1. **Proses Konstitusional**: Mengubah Watimpres menjadi DPA memerlukan perubahan konstitusi. Proses ini tidak mudah dan memerlukan persetujuan dari banyak pihak, termasuk DPR dan MPR.
2. **Resistensi Politik**: Tidak semua pihak akan mendukung perubahan ini. Beberapa pihak mungkin melihat ini sebagai langkah mundur atau bahkan sebagai upaya memperkuat kekuasaan presiden dengan mengontrol lembaga konsultatif yang lebih kuat.

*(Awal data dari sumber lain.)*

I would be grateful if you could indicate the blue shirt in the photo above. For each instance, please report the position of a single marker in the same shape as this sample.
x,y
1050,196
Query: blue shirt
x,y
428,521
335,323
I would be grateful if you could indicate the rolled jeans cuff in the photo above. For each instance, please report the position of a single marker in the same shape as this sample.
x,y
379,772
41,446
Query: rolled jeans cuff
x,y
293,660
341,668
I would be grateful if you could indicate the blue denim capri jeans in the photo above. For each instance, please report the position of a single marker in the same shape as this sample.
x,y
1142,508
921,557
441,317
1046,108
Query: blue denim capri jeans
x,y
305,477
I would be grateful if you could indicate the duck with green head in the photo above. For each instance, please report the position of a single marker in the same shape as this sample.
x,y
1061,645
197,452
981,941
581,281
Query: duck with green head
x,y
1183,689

3. **Pendanaan dan Sumber Daya**: Menghidupkan kembali DPA akan membutuhkan anggaran dan sumber daya yang tidak sedikit. Pemerintah perlu memastikan bahwa pengeluaran ini sepadan dengan manfaat yang diharapkan.
### Perspektif Sejarah
DPA memiliki sejarah panjang dalam pemerintahan Indonesia. Didirikan pada masa awal kemerdekaan, DPA berfungsi sebagai lembaga penasehat utama bagi presiden. Namun, perannya sering kali dianggap simbolis dan tidak efektif dalam mempengaruhi kebijakan besar. Kritik terhadap DPA pada masa Orde Baru mencakup pandangan bahwa lembaga ini lebih menjadi "stempel" kekuasaan daripada memberikan pertimbangan yang kritis dan independen.
### Manfaat Potensial
Jika berhasil direalisasikan, ada beberapa manfaat potensial dari perubahan ini:
1. **Kualitas Nasihat yang Lebih Baik**: Dengan struktur yang lebih kuat dan independen, DPA dapat memberikan nasihat yang lebih mendalam dan terinformasi kepada presiden.
2. **Peningkatan Akuntabilitas**: DPA yang memiliki kredibilitas tinggi dapat menjadi mekanisme kontrol dan keseimbangan yang efektif terhadap keputusan presiden, meningkatkan akuntabilitas dalam pemerintahan.
3. **Fokus pada Kebijakan Strategis**: DPA dapat difokuskan pada isu-isu strategis jangka panjang, membantu pemerintah untuk tidak hanya fokus pada masalah-masalah sehari-hari, tetapi juga merencanakan masa depan yang lebih baik.